Il 2024 nella sfera di cristallo tra elezioni, ripresa economica e guerre
Aggiornamento: 27 dic 2023
di Emanuele Davide Ruffino e Germana Zollesi
Cimentarsi nelle previsioni, per quanto redditizia rimane un'impresa sempre rischiosa, specie in una fase turbolenta come questa che viviamo, in cui l'unico aspetto certo è quello più deteriore per l'umanità, cioè la guerra, da quasi due anni in Ucraina, dal 7 ottobre nel Vicino oriente, nello scontro radicale tra Israele e Hamas. Per l'Italia, un altro elemento di certezza sono le elezioni, nel senso che lo siamo in servizio permanente effettivo, anche se non sempre abbiamo chiaro i problemi su cui discutere e soprattutto abbiamo un concetto singolare su chi sono gli alleati e gli avversari in politica. Parafrasando Churchill quando diceva “Gli italiani prendono le guerre come se fossero partite di calcio, e le partite di calcio come se fossero guerre” potremmo affermare che insultiamo gli ex alleati di governo come se fossero nemici storici e consideriamo gli alleati come futuri nemici.
Campagne elettorali: tanti slogan, pochi contenuti
L’ultimo esempio è offerto dalla non troppo diplomatica mancata rettifica del MEF[1], rinviata per anni e poi diventata impellente al punto da dividere maggioranza e opposizione, mentre il mondo reale, rappresentato dalle reazioni in Borsa (per nulla condizionate dalla non approvazione, anzi le reazioni sono state positive sia per gli andamenti azionari che per lo spread) e dalla maggioranza degli italiani che non conosce neanche i termini del problema, non sembra interessarsi molto. Con questi approcci la campagna elettorale si preannuncia piena di slogan e povera di contenuti: non si parlerà di riforma pensionistica (lasciando inalterato l’attuale giungla di norme e provvedimenti tampone, senza il coraggio di rendere attuale il principio contributivo e, conseguentemente, il rischio di perdita di voti) ed anche le promesse di nuovi bonus, o altre prebende, risultano sempre meno credibili (salvo qualche eccezione di carattere clientelare).

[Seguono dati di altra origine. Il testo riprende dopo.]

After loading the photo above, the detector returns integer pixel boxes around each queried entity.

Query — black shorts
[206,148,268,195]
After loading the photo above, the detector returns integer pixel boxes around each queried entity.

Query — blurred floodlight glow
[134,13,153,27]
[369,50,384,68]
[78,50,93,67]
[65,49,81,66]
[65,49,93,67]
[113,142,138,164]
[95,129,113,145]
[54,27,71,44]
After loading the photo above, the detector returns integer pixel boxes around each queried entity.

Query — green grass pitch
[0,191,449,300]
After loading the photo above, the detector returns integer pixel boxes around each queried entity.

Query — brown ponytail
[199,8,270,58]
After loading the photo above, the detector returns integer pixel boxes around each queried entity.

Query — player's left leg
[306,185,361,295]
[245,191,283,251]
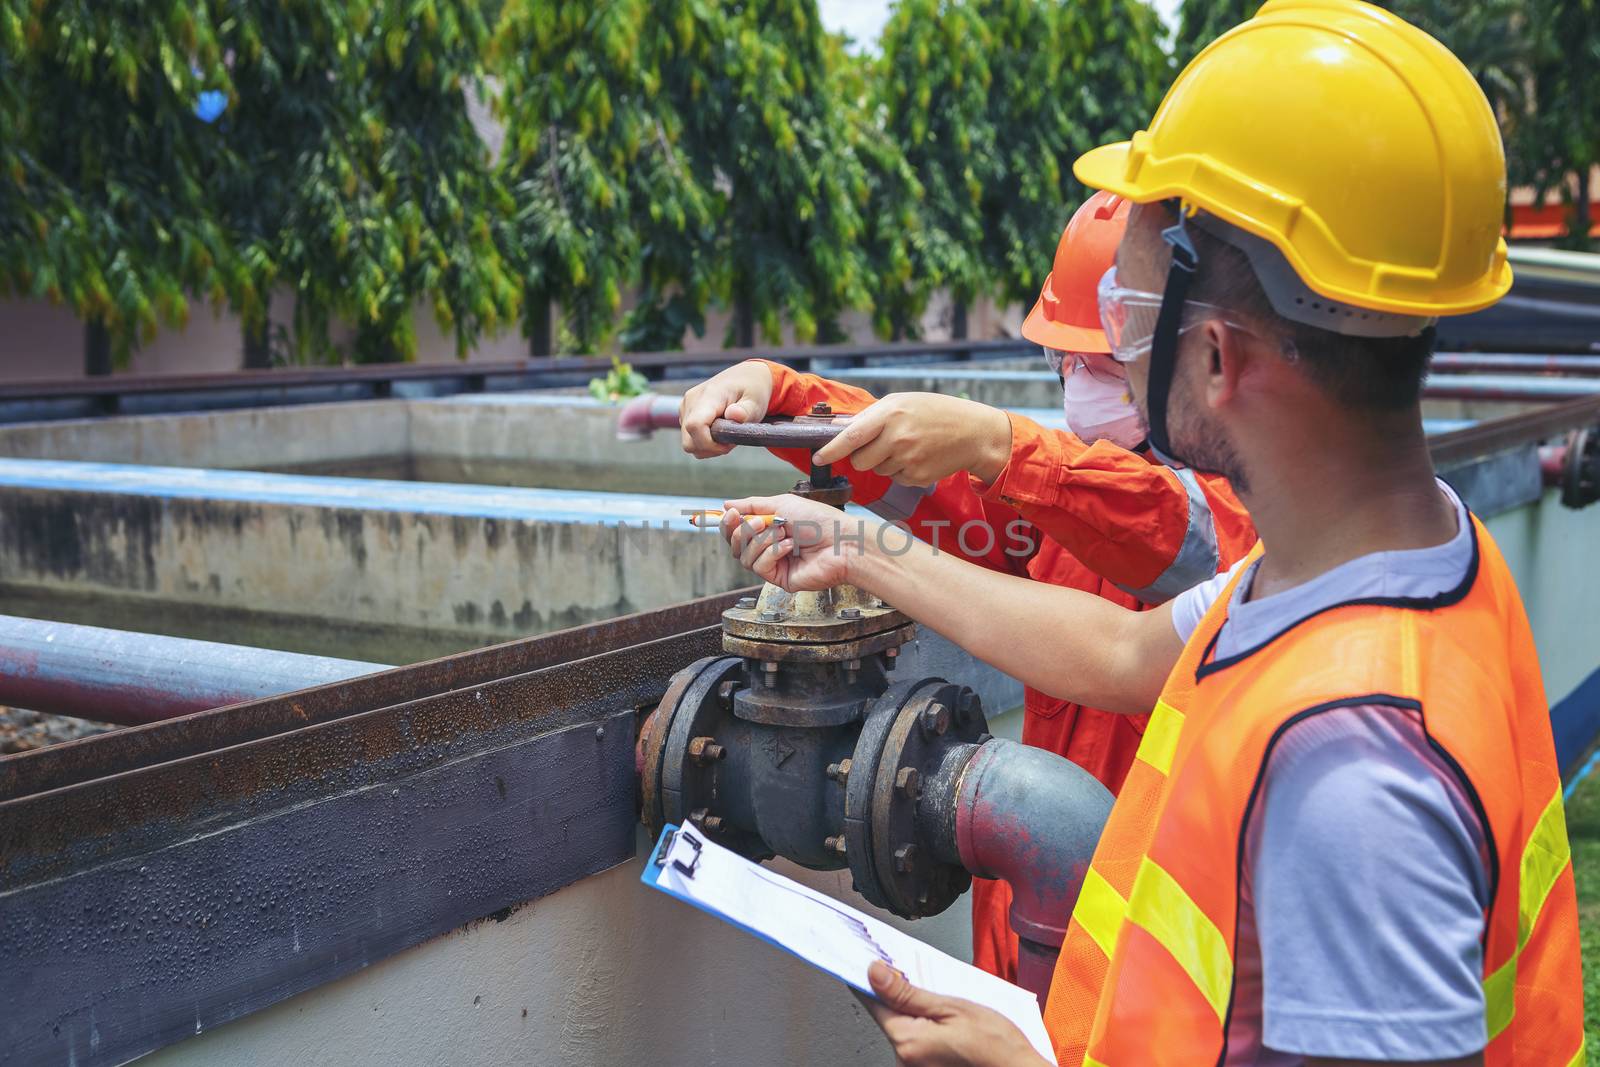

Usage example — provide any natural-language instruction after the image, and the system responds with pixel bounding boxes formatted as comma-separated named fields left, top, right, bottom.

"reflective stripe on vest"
left=1047, top=517, right=1585, bottom=1065
left=1483, top=784, right=1574, bottom=1039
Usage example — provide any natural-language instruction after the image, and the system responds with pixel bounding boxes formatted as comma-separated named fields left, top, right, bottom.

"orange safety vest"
left=1042, top=518, right=1585, bottom=1065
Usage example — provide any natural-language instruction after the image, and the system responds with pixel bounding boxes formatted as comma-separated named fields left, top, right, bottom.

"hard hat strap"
left=1147, top=208, right=1198, bottom=468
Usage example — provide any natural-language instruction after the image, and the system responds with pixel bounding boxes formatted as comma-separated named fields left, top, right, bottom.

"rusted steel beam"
left=0, top=340, right=1036, bottom=424
left=0, top=590, right=752, bottom=1067
left=1429, top=393, right=1600, bottom=469
left=0, top=587, right=754, bottom=803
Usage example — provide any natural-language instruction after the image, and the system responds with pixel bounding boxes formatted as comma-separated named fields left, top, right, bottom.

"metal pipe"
left=930, top=738, right=1114, bottom=1004
left=1432, top=353, right=1600, bottom=376
left=615, top=394, right=685, bottom=441
left=1422, top=373, right=1600, bottom=401
left=0, top=615, right=387, bottom=725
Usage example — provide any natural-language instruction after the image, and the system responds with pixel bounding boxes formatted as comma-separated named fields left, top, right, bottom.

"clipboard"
left=641, top=823, right=1058, bottom=1062
left=640, top=823, right=879, bottom=994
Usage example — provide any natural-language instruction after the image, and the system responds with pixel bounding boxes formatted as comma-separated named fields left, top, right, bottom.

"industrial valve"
left=637, top=407, right=1114, bottom=1000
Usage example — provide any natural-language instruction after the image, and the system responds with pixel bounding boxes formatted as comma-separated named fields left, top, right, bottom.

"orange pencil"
left=686, top=510, right=783, bottom=530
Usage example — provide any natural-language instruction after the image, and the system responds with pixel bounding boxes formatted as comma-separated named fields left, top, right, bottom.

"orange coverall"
left=758, top=361, right=1257, bottom=980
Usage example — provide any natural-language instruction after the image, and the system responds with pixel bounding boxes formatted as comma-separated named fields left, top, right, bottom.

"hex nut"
left=894, top=844, right=918, bottom=873
left=824, top=835, right=847, bottom=854
left=839, top=607, right=862, bottom=620
left=759, top=610, right=784, bottom=623
left=921, top=702, right=950, bottom=737
left=895, top=766, right=921, bottom=798
left=736, top=596, right=758, bottom=609
left=826, top=758, right=853, bottom=782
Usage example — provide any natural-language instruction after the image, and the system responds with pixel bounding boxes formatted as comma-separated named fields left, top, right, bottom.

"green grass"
left=1565, top=768, right=1600, bottom=1050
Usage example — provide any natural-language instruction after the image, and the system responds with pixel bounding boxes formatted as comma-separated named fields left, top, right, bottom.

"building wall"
left=0, top=288, right=1025, bottom=381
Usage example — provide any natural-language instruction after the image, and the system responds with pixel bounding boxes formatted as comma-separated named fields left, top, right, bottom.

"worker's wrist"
left=843, top=518, right=916, bottom=592
left=966, top=403, right=1013, bottom=486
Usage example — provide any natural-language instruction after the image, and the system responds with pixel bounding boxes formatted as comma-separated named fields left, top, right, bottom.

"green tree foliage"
left=1515, top=0, right=1600, bottom=248
left=1173, top=0, right=1255, bottom=67
left=881, top=0, right=1167, bottom=325
left=827, top=35, right=927, bottom=340
left=347, top=1, right=520, bottom=361
left=492, top=0, right=717, bottom=354
left=0, top=2, right=235, bottom=367
left=689, top=0, right=872, bottom=346
left=495, top=0, right=870, bottom=352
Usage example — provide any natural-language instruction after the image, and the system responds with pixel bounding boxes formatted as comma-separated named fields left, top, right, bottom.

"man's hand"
left=680, top=360, right=775, bottom=458
left=854, top=960, right=1052, bottom=1067
left=719, top=493, right=896, bottom=592
left=811, top=393, right=1013, bottom=487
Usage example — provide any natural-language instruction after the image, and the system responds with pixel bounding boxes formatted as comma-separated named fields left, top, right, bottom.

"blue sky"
left=817, top=0, right=1184, bottom=51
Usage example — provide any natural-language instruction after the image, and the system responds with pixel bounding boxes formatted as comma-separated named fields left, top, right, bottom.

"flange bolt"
left=735, top=596, right=758, bottom=610
left=824, top=835, right=847, bottom=854
left=920, top=702, right=950, bottom=737
left=894, top=844, right=919, bottom=873
left=826, top=758, right=853, bottom=782
left=895, top=766, right=922, bottom=799
left=689, top=736, right=726, bottom=764
left=839, top=607, right=861, bottom=620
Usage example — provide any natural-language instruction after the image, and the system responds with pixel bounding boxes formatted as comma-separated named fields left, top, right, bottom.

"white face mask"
left=1050, top=351, right=1146, bottom=451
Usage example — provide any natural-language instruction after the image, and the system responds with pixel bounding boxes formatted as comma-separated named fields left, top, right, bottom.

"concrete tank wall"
left=0, top=461, right=760, bottom=662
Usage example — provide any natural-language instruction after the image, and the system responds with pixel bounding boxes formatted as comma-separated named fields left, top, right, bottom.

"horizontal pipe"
left=1422, top=373, right=1600, bottom=401
left=615, top=394, right=685, bottom=441
left=948, top=739, right=1114, bottom=1005
left=0, top=615, right=388, bottom=725
left=1432, top=353, right=1600, bottom=376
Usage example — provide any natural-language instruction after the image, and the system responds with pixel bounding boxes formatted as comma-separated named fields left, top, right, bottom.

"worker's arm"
left=813, top=397, right=1255, bottom=605
left=681, top=360, right=1038, bottom=578
left=720, top=493, right=1181, bottom=712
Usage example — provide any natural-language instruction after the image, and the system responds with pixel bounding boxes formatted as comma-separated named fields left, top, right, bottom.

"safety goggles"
left=1043, top=347, right=1125, bottom=382
left=1096, top=266, right=1243, bottom=363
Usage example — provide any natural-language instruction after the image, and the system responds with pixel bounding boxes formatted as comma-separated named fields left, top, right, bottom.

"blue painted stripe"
left=1555, top=663, right=1600, bottom=789
left=0, top=458, right=722, bottom=526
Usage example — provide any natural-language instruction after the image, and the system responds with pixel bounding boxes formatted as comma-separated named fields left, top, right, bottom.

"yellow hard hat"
left=1074, top=0, right=1511, bottom=319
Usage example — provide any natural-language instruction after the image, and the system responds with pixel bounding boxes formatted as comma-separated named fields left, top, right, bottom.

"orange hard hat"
left=1020, top=191, right=1131, bottom=354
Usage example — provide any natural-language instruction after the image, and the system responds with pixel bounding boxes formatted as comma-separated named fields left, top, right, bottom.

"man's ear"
left=1200, top=319, right=1247, bottom=410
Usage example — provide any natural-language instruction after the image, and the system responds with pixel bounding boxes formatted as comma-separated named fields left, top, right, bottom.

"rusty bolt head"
left=839, top=606, right=861, bottom=620
left=826, top=757, right=853, bottom=782
left=824, top=835, right=847, bottom=854
left=717, top=680, right=737, bottom=704
left=884, top=646, right=899, bottom=658
left=689, top=736, right=726, bottom=763
left=921, top=702, right=950, bottom=737
left=810, top=402, right=834, bottom=417
left=894, top=844, right=918, bottom=873
left=957, top=690, right=977, bottom=719
left=702, top=814, right=725, bottom=833
left=735, top=596, right=758, bottom=610
left=895, top=766, right=921, bottom=798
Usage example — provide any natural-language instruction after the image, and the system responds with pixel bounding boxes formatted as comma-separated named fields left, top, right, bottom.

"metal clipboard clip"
left=655, top=827, right=703, bottom=878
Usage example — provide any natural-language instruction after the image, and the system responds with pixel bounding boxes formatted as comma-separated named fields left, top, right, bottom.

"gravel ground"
left=0, top=707, right=118, bottom=754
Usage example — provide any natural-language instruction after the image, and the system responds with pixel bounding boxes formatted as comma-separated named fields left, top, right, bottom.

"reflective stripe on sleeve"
left=1116, top=467, right=1220, bottom=605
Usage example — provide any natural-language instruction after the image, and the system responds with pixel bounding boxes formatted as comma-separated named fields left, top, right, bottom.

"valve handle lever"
left=709, top=404, right=853, bottom=507
left=707, top=415, right=850, bottom=450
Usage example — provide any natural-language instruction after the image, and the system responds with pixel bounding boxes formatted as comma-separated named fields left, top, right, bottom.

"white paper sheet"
left=651, top=824, right=1057, bottom=1063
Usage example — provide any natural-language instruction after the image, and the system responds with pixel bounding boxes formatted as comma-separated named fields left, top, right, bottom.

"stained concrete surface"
left=138, top=703, right=1025, bottom=1067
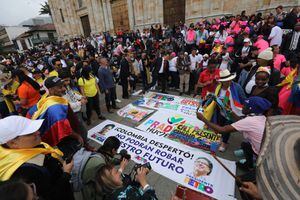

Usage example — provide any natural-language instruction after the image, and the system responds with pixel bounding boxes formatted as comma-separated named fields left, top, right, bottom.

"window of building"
left=36, top=33, right=40, bottom=39
left=78, top=0, right=83, bottom=8
left=27, top=38, right=32, bottom=46
left=48, top=32, right=54, bottom=39
left=60, top=8, right=65, bottom=22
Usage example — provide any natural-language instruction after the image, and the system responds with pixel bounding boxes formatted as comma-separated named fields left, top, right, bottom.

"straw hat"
left=218, top=69, right=236, bottom=82
left=256, top=115, right=300, bottom=200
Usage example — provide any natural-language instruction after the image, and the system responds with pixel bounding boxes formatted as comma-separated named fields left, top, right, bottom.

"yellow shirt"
left=36, top=77, right=44, bottom=85
left=49, top=70, right=58, bottom=77
left=78, top=76, right=98, bottom=97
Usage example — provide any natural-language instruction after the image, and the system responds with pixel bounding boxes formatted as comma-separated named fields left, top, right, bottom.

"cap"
left=0, top=116, right=44, bottom=144
left=244, top=96, right=272, bottom=114
left=44, top=76, right=63, bottom=89
left=243, top=38, right=251, bottom=43
left=258, top=48, right=273, bottom=61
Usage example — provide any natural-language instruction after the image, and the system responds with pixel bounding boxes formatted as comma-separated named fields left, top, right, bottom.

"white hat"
left=243, top=38, right=251, bottom=43
left=218, top=69, right=236, bottom=82
left=0, top=116, right=44, bottom=144
left=258, top=48, right=273, bottom=61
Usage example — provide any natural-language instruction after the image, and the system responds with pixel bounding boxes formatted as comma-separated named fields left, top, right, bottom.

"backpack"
left=71, top=148, right=103, bottom=192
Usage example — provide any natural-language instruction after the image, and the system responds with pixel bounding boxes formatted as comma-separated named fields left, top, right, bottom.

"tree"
left=39, top=2, right=51, bottom=16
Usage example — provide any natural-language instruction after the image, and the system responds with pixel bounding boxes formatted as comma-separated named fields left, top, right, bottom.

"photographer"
left=95, top=163, right=158, bottom=200
left=74, top=136, right=128, bottom=200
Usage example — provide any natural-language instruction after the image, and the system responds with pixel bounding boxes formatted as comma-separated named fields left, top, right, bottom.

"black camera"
left=133, top=162, right=152, bottom=172
left=119, top=149, right=131, bottom=160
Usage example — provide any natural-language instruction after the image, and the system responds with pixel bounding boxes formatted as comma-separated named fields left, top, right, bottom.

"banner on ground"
left=133, top=92, right=200, bottom=118
left=137, top=111, right=221, bottom=152
left=117, top=104, right=154, bottom=122
left=88, top=120, right=236, bottom=200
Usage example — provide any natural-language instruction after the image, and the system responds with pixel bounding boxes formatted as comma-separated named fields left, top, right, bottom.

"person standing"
left=176, top=51, right=191, bottom=95
left=189, top=49, right=203, bottom=95
left=78, top=67, right=105, bottom=125
left=157, top=51, right=170, bottom=93
left=281, top=22, right=300, bottom=60
left=119, top=53, right=131, bottom=99
left=98, top=57, right=118, bottom=113
left=268, top=20, right=283, bottom=47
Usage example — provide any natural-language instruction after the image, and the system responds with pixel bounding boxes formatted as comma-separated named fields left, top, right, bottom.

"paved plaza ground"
left=87, top=85, right=244, bottom=200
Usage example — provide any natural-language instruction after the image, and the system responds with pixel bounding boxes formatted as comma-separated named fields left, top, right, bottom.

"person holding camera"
left=95, top=163, right=158, bottom=200
left=74, top=136, right=128, bottom=200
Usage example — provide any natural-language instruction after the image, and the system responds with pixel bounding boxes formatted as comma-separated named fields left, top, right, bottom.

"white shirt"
left=169, top=57, right=178, bottom=72
left=189, top=54, right=203, bottom=71
left=268, top=26, right=283, bottom=46
left=220, top=52, right=230, bottom=70
left=159, top=58, right=165, bottom=74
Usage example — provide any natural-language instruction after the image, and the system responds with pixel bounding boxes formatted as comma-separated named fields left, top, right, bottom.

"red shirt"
left=198, top=69, right=220, bottom=98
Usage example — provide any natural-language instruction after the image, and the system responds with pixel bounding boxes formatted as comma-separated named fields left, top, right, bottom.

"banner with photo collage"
left=133, top=92, right=200, bottom=118
left=88, top=120, right=236, bottom=200
left=117, top=104, right=154, bottom=122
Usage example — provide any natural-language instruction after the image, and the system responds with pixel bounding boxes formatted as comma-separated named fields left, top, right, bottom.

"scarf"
left=0, top=142, right=63, bottom=181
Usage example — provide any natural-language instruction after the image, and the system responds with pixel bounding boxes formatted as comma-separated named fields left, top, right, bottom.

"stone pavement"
left=86, top=85, right=244, bottom=200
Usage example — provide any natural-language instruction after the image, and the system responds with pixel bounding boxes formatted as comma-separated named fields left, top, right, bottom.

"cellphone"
left=65, top=153, right=74, bottom=164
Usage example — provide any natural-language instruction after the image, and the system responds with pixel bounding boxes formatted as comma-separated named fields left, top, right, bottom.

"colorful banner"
left=137, top=111, right=221, bottom=152
left=117, top=104, right=154, bottom=122
left=133, top=92, right=200, bottom=118
left=88, top=120, right=236, bottom=200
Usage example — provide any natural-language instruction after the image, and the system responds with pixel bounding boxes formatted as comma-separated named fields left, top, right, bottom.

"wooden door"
left=163, top=0, right=185, bottom=26
left=80, top=15, right=91, bottom=37
left=111, top=0, right=130, bottom=32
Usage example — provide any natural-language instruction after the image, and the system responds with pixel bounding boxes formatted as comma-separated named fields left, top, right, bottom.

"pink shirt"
left=231, top=115, right=266, bottom=154
left=281, top=67, right=292, bottom=77
left=225, top=36, right=234, bottom=53
left=254, top=39, right=269, bottom=53
left=273, top=54, right=286, bottom=71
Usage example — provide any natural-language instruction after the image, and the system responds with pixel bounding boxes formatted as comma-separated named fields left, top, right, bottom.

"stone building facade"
left=48, top=0, right=299, bottom=39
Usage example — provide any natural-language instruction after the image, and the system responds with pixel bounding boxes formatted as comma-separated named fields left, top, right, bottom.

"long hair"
left=98, top=136, right=120, bottom=163
left=95, top=164, right=122, bottom=194
left=80, top=66, right=92, bottom=80
left=13, top=69, right=40, bottom=90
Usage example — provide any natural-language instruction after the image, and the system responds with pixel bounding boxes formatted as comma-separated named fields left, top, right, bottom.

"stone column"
left=105, top=0, right=114, bottom=32
left=48, top=0, right=63, bottom=39
left=127, top=0, right=135, bottom=30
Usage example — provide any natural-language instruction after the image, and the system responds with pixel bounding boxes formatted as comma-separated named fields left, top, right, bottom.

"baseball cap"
left=0, top=116, right=44, bottom=144
left=44, top=76, right=63, bottom=89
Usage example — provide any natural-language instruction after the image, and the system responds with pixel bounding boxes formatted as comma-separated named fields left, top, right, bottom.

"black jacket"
left=120, top=58, right=130, bottom=80
left=154, top=57, right=169, bottom=76
left=11, top=153, right=74, bottom=200
left=281, top=31, right=300, bottom=56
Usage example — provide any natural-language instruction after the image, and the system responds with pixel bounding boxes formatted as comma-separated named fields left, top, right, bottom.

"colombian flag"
left=27, top=96, right=72, bottom=146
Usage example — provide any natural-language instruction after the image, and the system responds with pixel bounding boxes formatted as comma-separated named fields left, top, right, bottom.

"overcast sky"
left=0, top=0, right=49, bottom=26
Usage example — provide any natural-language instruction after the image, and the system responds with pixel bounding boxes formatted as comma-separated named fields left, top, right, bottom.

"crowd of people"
left=0, top=5, right=299, bottom=200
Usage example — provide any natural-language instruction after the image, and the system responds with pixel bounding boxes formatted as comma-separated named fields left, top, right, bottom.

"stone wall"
left=49, top=0, right=299, bottom=39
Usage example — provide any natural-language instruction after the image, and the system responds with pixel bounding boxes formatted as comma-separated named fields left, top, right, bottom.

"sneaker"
left=116, top=99, right=122, bottom=103
left=234, top=149, right=245, bottom=157
left=236, top=159, right=254, bottom=171
left=98, top=115, right=106, bottom=120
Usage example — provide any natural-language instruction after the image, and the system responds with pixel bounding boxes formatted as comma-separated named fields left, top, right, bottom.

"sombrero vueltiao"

A tener banco saranno probabilmente i rapporti con l’Europa, argomento sempre più identitario e divisivo (la lezione Brexit è servita a poco) che permette di far ricadere sulla macchina burocratica europea (non priva di colpe) la responsabilità di tutto (in primis i problemi connessi con l’immigrazione: altro problema che nessuno vuole affrontare, ma tutti sono pronti a criticare quello che propone la controparte politica, in Europa come in America).
Nonostante tutto e nonostante l’assenteismo (nelle ultime elezioni locali in Turchia vi è stata un’affluenza del 11,66%, un po' poco per chiamarla volontà popolare!, ma per Erdogan è sicuramente l'ultimo dei problemi), la democrazia rimane ancora la migliore formula di governo per una società civile: l’alternativa sono i regimi dittatoriali o autocratici dove non solo sono puniti (e uccisi) gli oppositori, ma si impongono stili di vita a dir poco crudeli di cui è vittima la maggioranza delle popolazioni.
La spasmodica ricerca del "nemico interno"
La destabilizzazione geopolitica nuoce alla crescita economica ma serve ad alcune nazione a serrare le file contro un nemico straniero, potendo così accusare gli oppositori di tradimento: per esempio, Aleksej Naval'nyi, principale oppositore al presidente russo Vladimir Putin, è stato di recente trasferito in uno sperduto carcere nel circolo polare russo. O, come nel caso della Cina, a incendiare il sentimento patriottico con il "ritorno" in patria di Taiwan, giocando su un Occidente distratto dai suoi problemi, su tutti la guerra in Ucraina, e sugli Stati Uniti già nel vortice dello scontro elettorale probabilmente tra due attempati candidati sulla cui energia personale vi è più di un dubbio. Nonostante questo scenario, le previsioni di crescita economiche, seppur non entusiasmanti, sono ancora positive. È però evidente che tutto dipende dall'assenza di altri eventi catastrofici e dalla capacità delle potenze occidentali di superare lo scoglio elettorale con una visione prospettica che offra a tutte le popolazioni del mondo un modello di civiltà che dimostri la superiorità della democrazia su tutte le altre forme di governo.
Discorso diverso è quando non c’è il “nemico cattivo” da combattere, ma il nemico siamo noi stessi con la nostra capacità d’inquinare, con le stragi fomentate dall'odio politico o figlie del disagio personale (l'ultima quella di Praga) e le infinite violenze domestiche che caratterizzano sempre più le nostre società decadenti che non riescono a trovare la forza e, prima ancora, le basi culturali di fermare certi orrori che si perpetuano dentro le nostre mura.